Gericht

Biberacher Urlauberinnen zahlen Lehrgeld

Biberach / Lesedauer: 3 min

Schmuckhändler aus der Türkei wird freigesprochen
Veröffentlicht:27.11.2014, 15:58
Aktualisiert:24.10.2019, 08:00

Von:
Artikel teilen:

Der wegen des Verdachts auf gemeinschaftlichen Betruges und Unterschlagung angeklagte 41-jährige türkische Schmuckhändler ist am Dienstag vom Schöffengericht der Strafkammer am Amtsgericht Biberach freigesprochen worden.

In ihrem Plädoyer hatte die Staatsanwältin bereits eingeräumt, dass dem Angeklagten keine Beteiligung an jenen betrügerischen Geschäften nachzuweisen sei, bei denen Biberacher Urlauberinnen abgezockt worden sind: „Es ist nicht gelungen, dem Angeklagten die Vorwürfe und einen eigenen Tatbeitrag nachzuweisen. Partnerschaftliche Geschäfte hin oder her.“

Der Angeklagte Sedat D. hatte somit wohl das Pech, quasi in Sippenhaft genommen worden zu sein: Drei Biberacher Freundinnen kauften bei Urlauben in den Jahren 2012 und 2013 im türkischen Badeort Kusadasi gleich mehrfach typisch türkischen Goldschmuck bei seinem Juwelierkollegen Taskin B. Die Frauen ließen sich von schmeichelnden Worten und großzügigen Einladungen blenden und ganz nebenbei das Geld aus der Tasche ziehen (Die SZ berichtete am 13. November).
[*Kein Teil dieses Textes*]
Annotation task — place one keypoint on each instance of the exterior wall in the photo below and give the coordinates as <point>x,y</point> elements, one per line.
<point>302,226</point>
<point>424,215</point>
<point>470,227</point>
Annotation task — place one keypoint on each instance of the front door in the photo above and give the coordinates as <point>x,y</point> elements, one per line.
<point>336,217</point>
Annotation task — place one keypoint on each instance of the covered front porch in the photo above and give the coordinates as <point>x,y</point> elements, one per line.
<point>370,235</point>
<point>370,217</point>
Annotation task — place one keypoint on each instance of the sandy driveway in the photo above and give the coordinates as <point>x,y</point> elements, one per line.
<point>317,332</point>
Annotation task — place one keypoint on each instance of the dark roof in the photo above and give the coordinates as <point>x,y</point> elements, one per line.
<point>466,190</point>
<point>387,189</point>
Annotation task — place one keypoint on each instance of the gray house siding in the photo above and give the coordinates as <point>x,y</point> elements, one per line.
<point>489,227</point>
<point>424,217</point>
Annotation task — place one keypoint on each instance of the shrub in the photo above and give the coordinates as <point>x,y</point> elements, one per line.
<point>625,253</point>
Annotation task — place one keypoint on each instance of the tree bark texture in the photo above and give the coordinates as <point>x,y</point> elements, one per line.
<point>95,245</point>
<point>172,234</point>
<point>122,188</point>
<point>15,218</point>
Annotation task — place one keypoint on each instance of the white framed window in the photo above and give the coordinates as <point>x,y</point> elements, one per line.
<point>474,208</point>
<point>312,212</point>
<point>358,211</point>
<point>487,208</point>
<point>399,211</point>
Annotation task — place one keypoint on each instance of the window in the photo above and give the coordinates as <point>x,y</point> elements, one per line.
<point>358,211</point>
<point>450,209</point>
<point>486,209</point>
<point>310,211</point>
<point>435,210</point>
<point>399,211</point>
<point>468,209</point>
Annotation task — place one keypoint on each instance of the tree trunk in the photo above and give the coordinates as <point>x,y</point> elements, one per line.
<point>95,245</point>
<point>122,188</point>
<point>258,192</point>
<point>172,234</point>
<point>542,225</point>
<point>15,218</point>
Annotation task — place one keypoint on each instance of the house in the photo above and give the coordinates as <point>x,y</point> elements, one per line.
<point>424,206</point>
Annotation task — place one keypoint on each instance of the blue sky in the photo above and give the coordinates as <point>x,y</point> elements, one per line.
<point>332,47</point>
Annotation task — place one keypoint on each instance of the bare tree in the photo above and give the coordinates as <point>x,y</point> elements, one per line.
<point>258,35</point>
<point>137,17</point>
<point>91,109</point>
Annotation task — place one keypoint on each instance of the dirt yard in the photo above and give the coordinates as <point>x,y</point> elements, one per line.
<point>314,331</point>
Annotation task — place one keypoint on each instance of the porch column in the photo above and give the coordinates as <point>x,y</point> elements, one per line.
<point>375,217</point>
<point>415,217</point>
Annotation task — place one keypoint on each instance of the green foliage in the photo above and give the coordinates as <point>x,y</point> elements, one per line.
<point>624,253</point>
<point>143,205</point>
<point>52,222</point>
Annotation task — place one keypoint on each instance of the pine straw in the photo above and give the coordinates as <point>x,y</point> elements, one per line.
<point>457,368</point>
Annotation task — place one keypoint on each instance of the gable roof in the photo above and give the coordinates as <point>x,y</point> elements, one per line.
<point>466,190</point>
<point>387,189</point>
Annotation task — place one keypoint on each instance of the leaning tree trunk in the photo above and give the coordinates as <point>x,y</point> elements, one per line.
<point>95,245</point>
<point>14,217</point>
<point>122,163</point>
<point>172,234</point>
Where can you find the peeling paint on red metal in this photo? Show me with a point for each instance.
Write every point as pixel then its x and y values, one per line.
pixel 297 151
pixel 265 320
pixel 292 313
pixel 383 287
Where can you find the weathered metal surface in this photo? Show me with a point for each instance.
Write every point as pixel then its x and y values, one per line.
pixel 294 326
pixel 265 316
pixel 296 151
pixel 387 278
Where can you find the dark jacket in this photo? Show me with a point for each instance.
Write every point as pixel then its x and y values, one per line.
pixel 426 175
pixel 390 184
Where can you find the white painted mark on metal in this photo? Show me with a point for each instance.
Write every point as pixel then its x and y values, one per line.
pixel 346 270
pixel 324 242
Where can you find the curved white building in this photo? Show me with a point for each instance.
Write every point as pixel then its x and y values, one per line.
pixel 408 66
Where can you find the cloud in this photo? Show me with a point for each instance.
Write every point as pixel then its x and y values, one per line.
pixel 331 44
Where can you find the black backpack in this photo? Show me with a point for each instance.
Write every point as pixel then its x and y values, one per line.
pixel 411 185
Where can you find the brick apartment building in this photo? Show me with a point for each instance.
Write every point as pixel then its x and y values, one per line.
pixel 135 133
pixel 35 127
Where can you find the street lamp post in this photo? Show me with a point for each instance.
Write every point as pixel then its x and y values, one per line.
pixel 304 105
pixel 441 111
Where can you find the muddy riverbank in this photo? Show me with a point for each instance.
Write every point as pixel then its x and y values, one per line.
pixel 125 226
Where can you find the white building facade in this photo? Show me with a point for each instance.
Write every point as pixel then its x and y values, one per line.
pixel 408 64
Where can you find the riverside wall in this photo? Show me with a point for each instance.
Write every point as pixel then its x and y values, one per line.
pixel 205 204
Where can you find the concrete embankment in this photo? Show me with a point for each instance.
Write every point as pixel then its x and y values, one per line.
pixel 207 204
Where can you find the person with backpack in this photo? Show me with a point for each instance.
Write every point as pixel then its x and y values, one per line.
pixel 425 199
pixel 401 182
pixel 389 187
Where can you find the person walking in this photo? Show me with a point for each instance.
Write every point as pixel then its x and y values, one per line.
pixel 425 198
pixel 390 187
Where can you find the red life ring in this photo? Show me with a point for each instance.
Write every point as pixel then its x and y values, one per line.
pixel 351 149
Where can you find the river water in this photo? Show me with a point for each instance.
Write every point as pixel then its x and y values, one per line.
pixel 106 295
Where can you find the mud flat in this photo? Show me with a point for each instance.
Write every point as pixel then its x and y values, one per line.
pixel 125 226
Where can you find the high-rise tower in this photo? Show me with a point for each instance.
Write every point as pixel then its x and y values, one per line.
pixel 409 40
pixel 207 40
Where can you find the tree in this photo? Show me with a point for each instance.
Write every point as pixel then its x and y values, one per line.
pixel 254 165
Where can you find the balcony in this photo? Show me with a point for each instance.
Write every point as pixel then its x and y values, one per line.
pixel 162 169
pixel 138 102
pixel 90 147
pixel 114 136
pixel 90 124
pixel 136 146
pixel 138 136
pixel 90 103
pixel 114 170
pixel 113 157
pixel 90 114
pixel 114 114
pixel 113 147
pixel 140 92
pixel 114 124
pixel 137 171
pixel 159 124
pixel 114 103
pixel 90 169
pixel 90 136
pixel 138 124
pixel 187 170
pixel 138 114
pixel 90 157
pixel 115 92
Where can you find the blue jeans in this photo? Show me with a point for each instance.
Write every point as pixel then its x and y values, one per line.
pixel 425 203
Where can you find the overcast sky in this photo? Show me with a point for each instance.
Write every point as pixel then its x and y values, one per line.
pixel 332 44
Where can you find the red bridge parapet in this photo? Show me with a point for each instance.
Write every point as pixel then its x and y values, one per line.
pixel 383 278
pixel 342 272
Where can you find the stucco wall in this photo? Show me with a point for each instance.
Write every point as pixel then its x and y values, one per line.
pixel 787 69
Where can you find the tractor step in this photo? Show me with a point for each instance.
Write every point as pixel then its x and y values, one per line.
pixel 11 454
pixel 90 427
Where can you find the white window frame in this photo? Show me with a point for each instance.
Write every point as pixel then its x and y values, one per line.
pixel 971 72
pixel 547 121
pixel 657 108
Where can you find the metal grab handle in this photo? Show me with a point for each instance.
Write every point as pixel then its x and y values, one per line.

Eine dieser „Frauen, die im Schmuck aufgehen“, wie sie der Verteidiger in seinem Plädoyer nannte, wollte den erlittenen Schaden von insgesamt 18 000 Euro nicht ohne weiteres hinnehmen. Als sie alleine mit guten Worten und immer hartnäckiger werdenden E-Mail-Aufforderungen nicht mehr weiterkam, erstattete sie schließlich im Frühjahr dieses Jahres Anzeige.

Ursprünglich sogar nur gegen Taskin B. , den Mann, der sich als Jurist mit Juweliergeschäft ausgegeben hatte. Der 41-jährige Angeklagte war zwar meist gemeinsam mit dem flüchtigen Taskin B. aufgetreten, er habe jedoch von den Machenschaften seines Kollegen erst im Nachhinein erfahren, so die Verteidigung.

Nach der Verlesung mehrerer Seiten aus dem umfangreichen E-Mail-Verkehr zwischen den Urlauberinnen und den Schmuckhändlern zeichnet sich ab, was der Angeklagte von Anfang an behauptet hat: Dass er den Frauen helfen wollte, selbst aber auch Opfer seines betrügerischen Geschäftsfreundes geworden ist. „Je mehr ich mich bewege, desto mehr sinke auch ich in den Sumpf“, so schrieb Sedat D. an eine der Geschädigten und auch, dass er nun nach seinem Grundstück sogar noch seinen Wagen verkaufen müsse, um Taskin B.s Schulden bei nervösen Edelsteinhändlern zu tilgen. Letztlich hatte er sogar dazu geraten, einen Anwalt in Izmir einzuschalten, der die gemeinsamen Interessen wahrnehmen sollte.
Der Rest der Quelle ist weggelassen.